# Skyline on ebay



## RB26Maxima (Dec 6, 2003)

I just looked at ebay and somebody is sellin a R-33 for 27G and it only has 68k on it thats a good deal if you want to bid clik here


----------



## samo (Apr 30, 2002)

It's also in Japan and not Federalized. There's a lot more to importing a Skyline than just getting it shipped here.


----------



## scourge (Feb 27, 2003)

Look, any...any....ANY...ANY RI in the US can import you a Skyline. Hell, they can import whatever you want. Then, it is up to you to get it to an RI that is authorized to legalize your particular vehicle. In this case, only MotoRex can do this for you. 

So, if you want a Skyline, any RI can import the car for you but only MotoRex can make it street legal.


----------



## tyndago (Dec 21, 2002)

http://www.mirageautosports.com/GTR/Importation.html


----------



## myoung (Apr 15, 2002)

tyndago said:


> http://www.mirageautosports.com/GTR/Importation.html


Sean you're probably one to know this question... 

How much cheaper is the legalization for a non-Ca car? or is 50 state legal the only way it can be done?

thanks..


----------



## tyndago (Dec 21, 2002)

Motorex doesnt charge any different price for California or Federal car.


----------



## mrh (May 12, 2003)

Is it even Possible to have a None 50 State legal car, meaning, are other R.I's able to conform the car 49 State legally, outside of Motorex?


----------



## tyndago (Dec 21, 2002)

Yes its possible to have a car that is only 49 state.

California in itself is not the hard part.

The EPA 49 state part is the hard part. Once you do FTP testing for EPA California is easy.


----------



## myoung (Apr 15, 2002)

tyndago said:


> Yes its possible to have a car that is only 50 state.
> 
> California in itself is not the hard part.
> 
> The EPA 49 state part is the hard part. Once you do FTP testing for EPA California is easy.
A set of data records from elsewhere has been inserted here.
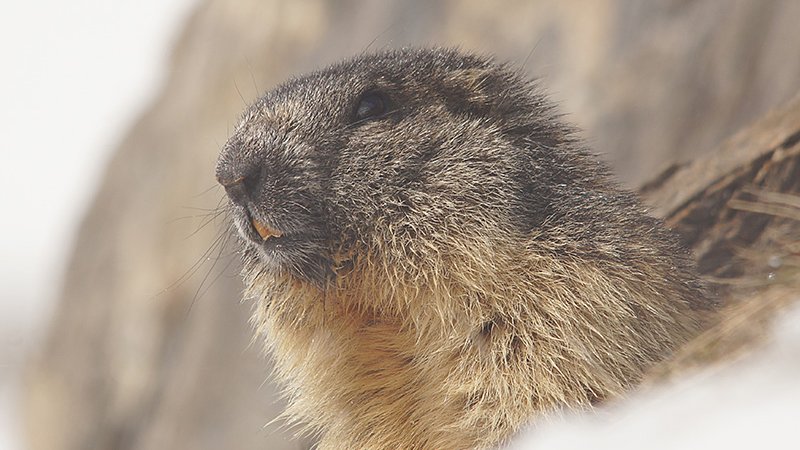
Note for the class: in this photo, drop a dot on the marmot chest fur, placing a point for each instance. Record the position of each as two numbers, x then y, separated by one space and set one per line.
437 259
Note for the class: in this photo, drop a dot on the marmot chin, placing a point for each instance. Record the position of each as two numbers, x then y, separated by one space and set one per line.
436 257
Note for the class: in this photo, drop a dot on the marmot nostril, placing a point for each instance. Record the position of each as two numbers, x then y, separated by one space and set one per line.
237 192
244 188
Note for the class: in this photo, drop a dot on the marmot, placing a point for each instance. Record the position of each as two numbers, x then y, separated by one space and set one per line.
437 259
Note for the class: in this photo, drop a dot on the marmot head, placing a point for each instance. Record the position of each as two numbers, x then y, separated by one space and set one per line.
403 146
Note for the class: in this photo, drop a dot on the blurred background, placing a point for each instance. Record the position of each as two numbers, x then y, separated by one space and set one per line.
121 325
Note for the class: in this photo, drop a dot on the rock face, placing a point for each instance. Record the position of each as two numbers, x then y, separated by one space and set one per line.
150 347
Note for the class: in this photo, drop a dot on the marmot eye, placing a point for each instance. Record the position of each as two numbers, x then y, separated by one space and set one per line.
371 105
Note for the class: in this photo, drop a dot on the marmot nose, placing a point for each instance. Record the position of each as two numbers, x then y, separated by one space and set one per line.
241 189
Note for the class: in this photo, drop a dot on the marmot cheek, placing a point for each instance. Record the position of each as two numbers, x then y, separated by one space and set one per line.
264 231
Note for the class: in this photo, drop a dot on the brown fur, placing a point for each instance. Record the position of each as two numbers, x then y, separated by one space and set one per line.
446 326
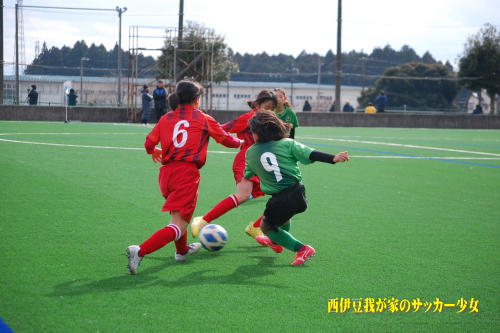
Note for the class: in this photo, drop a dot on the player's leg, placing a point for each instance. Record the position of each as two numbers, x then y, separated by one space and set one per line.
183 250
253 229
278 213
243 191
156 241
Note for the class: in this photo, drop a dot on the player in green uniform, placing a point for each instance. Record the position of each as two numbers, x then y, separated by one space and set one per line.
285 112
274 159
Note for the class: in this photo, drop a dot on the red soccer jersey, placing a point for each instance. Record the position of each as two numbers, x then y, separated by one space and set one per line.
241 128
184 135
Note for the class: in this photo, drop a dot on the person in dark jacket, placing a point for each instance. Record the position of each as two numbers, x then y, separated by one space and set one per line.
33 96
146 105
160 98
307 106
348 107
72 96
478 110
381 101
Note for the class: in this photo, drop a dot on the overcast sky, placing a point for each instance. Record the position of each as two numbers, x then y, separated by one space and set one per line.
288 27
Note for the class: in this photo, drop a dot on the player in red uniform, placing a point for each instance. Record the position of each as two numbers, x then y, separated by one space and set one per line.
266 101
183 134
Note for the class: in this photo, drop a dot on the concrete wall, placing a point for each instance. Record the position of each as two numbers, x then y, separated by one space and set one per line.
119 115
58 113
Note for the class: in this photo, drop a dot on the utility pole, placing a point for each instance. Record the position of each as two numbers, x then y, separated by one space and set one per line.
120 12
181 23
81 77
363 59
338 77
179 35
319 80
17 55
1 52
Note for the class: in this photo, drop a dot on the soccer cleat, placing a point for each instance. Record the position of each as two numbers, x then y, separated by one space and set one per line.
253 231
303 255
133 258
193 248
197 224
264 240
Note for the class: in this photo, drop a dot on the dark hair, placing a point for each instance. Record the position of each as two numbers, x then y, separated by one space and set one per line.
281 90
186 92
268 126
263 96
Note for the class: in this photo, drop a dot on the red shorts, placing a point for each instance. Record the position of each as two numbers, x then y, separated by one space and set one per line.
238 171
179 182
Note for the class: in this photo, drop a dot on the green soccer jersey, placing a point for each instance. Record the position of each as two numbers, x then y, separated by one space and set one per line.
288 116
275 162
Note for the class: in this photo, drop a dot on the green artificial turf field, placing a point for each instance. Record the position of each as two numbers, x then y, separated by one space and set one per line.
413 217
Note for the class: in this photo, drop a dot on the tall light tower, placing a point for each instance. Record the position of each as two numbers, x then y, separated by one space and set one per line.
120 12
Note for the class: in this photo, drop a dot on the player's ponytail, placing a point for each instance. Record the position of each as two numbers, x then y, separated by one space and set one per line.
186 92
268 127
263 96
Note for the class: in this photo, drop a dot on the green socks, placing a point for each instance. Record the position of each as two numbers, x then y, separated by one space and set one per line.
286 227
283 238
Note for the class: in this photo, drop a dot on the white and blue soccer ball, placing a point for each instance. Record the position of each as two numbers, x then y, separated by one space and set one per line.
213 237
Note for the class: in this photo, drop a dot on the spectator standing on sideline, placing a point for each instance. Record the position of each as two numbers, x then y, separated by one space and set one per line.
160 97
307 106
381 101
72 96
370 108
332 108
33 95
478 109
348 107
146 105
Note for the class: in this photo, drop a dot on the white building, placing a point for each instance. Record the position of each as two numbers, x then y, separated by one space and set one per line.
226 96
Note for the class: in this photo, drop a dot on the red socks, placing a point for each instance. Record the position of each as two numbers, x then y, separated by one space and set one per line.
161 238
256 224
181 244
221 208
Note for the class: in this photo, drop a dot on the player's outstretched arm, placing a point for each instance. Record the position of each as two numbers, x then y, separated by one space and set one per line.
157 155
320 156
341 157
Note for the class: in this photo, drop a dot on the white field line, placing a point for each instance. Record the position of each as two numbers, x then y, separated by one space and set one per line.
66 145
232 152
71 133
402 145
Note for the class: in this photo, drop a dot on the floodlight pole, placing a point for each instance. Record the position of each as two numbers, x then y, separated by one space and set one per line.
338 77
81 77
120 12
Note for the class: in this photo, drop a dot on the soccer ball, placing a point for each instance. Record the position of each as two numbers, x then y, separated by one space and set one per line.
213 237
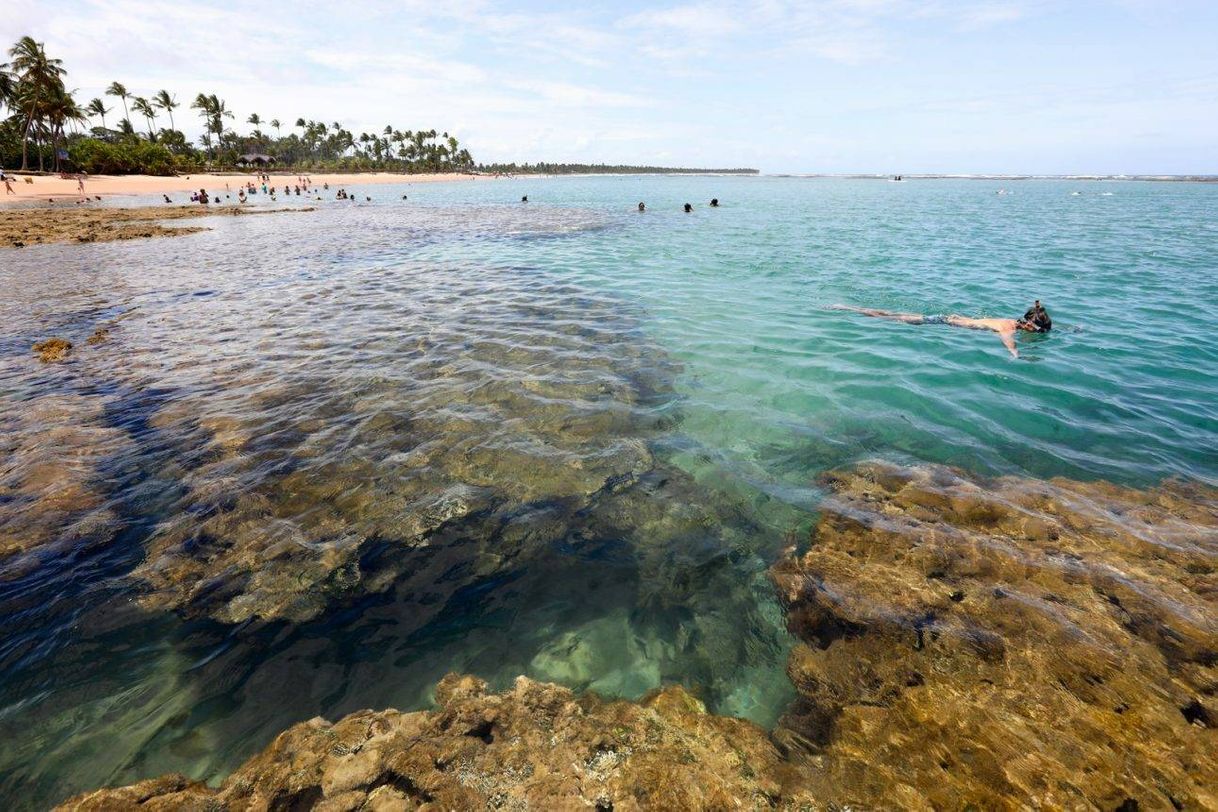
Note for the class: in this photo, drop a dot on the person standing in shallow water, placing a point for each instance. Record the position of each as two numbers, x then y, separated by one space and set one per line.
1034 320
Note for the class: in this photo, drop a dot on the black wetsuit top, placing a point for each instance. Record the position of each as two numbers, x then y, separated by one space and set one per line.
1038 319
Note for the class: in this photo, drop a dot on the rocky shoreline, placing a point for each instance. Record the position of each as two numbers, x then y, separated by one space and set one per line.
42 225
965 643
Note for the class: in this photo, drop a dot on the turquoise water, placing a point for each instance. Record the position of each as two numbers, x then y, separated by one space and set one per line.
780 386
320 375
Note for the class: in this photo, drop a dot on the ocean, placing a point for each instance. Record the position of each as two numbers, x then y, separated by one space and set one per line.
316 460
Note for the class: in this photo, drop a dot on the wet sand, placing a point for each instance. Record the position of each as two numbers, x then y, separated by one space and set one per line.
26 227
65 189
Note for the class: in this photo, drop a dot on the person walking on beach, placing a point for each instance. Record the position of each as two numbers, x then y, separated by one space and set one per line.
1034 320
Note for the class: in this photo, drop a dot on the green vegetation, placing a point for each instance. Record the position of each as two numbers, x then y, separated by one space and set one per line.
42 123
43 127
543 168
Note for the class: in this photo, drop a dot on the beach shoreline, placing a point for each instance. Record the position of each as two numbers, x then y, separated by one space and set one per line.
55 189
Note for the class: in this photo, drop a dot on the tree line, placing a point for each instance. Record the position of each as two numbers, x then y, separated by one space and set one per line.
42 122
543 168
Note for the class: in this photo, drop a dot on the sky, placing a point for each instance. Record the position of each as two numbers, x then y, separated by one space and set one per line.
816 87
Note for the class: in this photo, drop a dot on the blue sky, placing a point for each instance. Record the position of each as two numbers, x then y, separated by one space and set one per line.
822 85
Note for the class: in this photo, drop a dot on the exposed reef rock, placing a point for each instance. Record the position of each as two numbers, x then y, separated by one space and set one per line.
1007 644
996 644
24 227
536 746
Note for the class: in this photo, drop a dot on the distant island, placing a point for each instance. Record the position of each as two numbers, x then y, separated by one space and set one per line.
543 168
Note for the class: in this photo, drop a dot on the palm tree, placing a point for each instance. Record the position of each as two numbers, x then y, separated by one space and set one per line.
145 108
38 78
7 85
117 89
204 105
213 111
166 102
61 110
98 108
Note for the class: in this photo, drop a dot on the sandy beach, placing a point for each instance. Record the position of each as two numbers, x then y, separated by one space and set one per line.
54 189
35 225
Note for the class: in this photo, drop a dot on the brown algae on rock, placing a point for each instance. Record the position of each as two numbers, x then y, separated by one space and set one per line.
536 746
996 644
51 351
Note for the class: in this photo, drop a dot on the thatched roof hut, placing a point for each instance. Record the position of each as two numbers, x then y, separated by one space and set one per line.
256 157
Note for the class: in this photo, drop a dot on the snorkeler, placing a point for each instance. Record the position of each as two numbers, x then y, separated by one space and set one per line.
1034 320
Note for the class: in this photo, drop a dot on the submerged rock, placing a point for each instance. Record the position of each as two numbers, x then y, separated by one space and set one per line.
474 455
52 350
1009 643
56 452
537 746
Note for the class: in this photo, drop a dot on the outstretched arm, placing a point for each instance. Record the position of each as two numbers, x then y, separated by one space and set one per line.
1007 337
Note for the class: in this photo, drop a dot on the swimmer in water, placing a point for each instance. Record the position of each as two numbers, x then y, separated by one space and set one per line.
1034 320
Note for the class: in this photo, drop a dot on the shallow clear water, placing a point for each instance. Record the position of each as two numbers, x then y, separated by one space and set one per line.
630 408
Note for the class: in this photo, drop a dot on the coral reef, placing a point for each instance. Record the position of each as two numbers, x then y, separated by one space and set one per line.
52 350
965 644
55 452
1007 643
536 746
24 227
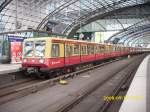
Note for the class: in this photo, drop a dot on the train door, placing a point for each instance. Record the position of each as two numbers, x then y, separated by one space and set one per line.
68 53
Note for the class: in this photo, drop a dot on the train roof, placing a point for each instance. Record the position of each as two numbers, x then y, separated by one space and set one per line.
68 40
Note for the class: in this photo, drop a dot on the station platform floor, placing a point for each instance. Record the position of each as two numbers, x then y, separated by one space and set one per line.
9 68
52 98
137 98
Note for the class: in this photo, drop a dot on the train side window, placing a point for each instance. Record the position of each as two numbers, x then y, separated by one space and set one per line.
55 50
92 49
76 49
83 50
88 49
68 50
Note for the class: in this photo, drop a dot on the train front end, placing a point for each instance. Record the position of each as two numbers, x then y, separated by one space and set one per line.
34 54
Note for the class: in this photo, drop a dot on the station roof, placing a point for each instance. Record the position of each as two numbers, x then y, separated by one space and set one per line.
63 16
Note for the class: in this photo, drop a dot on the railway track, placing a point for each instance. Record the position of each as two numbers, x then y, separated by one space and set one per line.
100 97
13 91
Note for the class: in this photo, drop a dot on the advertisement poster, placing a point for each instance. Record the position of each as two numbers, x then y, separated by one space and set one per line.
16 52
1 50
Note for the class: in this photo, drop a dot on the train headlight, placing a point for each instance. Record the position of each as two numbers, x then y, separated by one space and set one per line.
25 60
41 60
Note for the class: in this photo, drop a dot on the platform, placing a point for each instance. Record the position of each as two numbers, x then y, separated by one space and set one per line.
137 97
9 68
52 98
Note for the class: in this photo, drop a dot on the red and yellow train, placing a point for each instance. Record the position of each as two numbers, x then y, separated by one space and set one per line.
53 54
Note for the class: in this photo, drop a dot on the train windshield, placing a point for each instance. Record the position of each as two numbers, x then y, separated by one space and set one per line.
28 49
40 48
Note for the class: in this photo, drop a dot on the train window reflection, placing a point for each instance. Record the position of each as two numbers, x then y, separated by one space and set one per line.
39 48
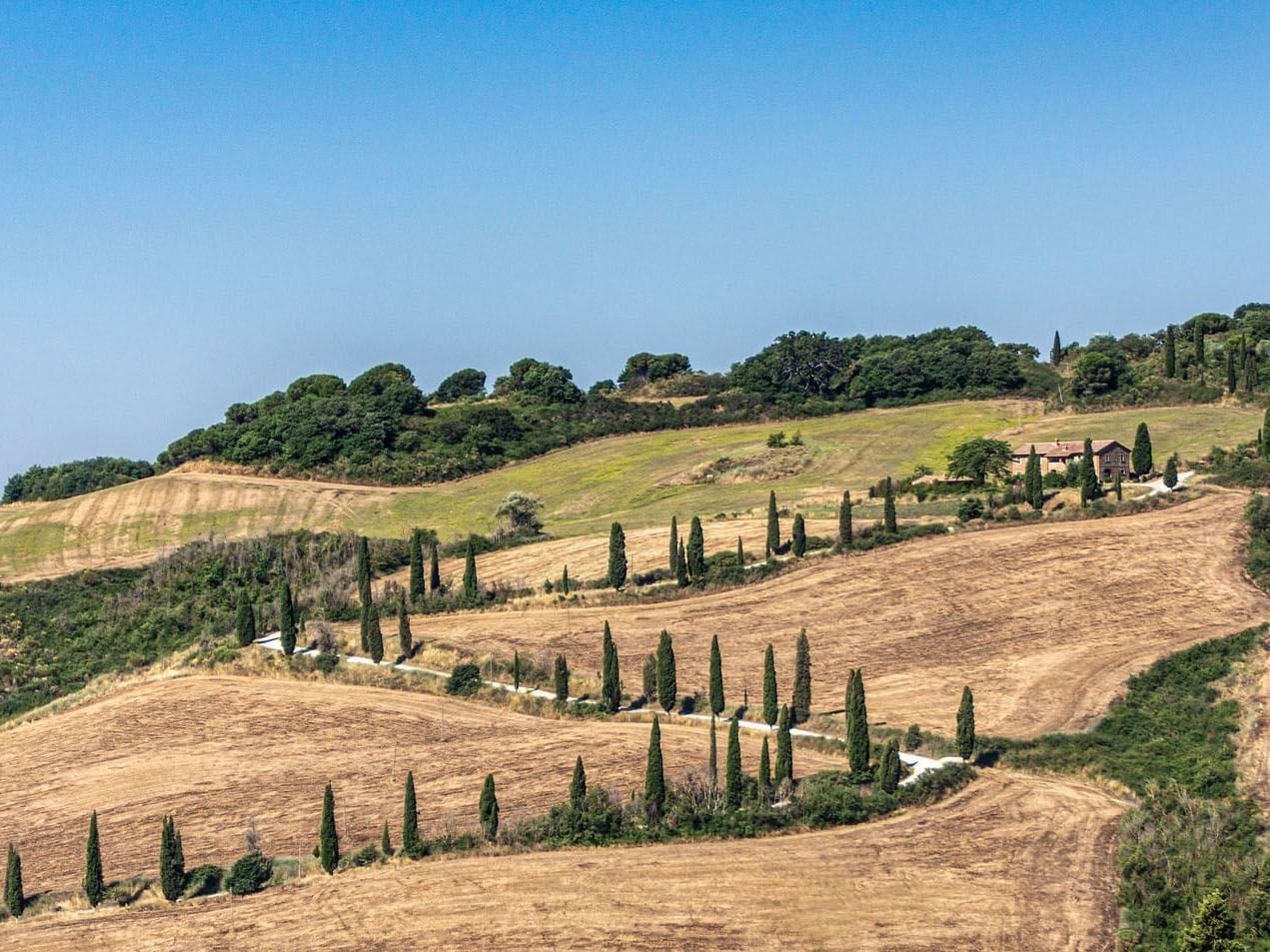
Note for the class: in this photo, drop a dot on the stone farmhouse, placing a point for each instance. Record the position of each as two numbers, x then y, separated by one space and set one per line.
1109 456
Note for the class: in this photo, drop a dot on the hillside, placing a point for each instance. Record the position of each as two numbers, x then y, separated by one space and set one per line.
1012 862
1044 620
640 479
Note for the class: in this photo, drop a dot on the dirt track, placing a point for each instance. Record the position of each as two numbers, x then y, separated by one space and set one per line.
220 750
1044 622
1010 863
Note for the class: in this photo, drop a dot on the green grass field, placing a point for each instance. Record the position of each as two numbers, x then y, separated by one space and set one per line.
638 479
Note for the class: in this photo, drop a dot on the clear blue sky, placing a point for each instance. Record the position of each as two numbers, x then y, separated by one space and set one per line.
200 205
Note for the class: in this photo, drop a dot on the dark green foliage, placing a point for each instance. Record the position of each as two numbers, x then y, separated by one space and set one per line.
783 746
800 709
287 617
654 776
74 478
328 838
172 861
488 809
617 556
666 681
611 680
412 847
888 774
561 678
965 725
1140 459
769 708
888 509
696 551
94 884
797 540
249 873
464 679
14 894
733 776
773 525
846 530
578 784
417 581
716 698
244 623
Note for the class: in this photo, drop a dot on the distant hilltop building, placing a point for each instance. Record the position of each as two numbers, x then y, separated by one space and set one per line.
1110 456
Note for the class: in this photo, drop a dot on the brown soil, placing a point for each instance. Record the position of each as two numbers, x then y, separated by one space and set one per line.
1044 622
1010 863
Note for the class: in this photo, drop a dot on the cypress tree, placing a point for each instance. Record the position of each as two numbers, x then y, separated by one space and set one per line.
666 683
287 615
731 774
417 582
611 681
965 725
888 509
14 894
1088 475
1140 459
783 746
801 707
889 768
696 549
716 699
773 524
94 885
846 532
799 539
617 556
472 584
411 844
488 807
562 678
769 709
245 620
654 778
328 839
578 784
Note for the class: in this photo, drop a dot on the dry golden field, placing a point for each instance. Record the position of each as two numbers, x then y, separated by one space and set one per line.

Thanks for clearing that up Sean.... :cheers:


----------



## tyndago (Dec 21, 2002)

Opps that was supposed to say that you can have a car that is only 49 state.

Its weird . With the Clean Air Act and California. The laws state you can meet US Federal Standards or California standards , but you can not make up new standards.

Only California gets to make up their own standards.....


----------



## kaptainkrollio (Jul 29, 2003)

hooray! more power to us! oh wait a minute...


----------



## mrh (May 12, 2003)

kaptainkrollio said:


> hooray! more power to us! oh wait a minute...


lol... Exactly!
We might have all year round sunshine here in California, but we also have some of the most stringent rules and regs governing the automobile industry and clean air acts that Sean rightly pointed out, "Make up their own rules"!!
It's a load of Bollox in my opinion cuz it's not the more modern cars like Skylines, which are pumping out the filth that fills our air... it's all the old pieces of Shite which populate our highways that create the brown clouds that hover above us as we speak... Most of the old car are smog exempt, but hey... They're classics, right?
F*** that...
That and the Tractor trailors etc...
I'd like to see a Big Yellow School Bus hooked upto a Smog machine...


----------



## kaptainkrollio (Jul 29, 2003)

what are you talking about. id take a school bus to a skyline anyday:thumbup: 
haha

good call


----------



## mrh (May 12, 2003)

kaptainkrollio said:


> what are you talking about. id take a school bus to a skyline anyday:thumbup:
> haha
> 
> good call


Funny thing is, i have a video somewhere in my collection of a School bus running a 1/4 mile drag, shooting NOS all the way and popping a wheelie... Funniest thing i've seen that is!
Still gross poluters though... lol


----------



## kaptainkrollio (Jul 29, 2003)

if everybody had a skyline that was not US legal, they would still make less polution than all the school buses in the world


----------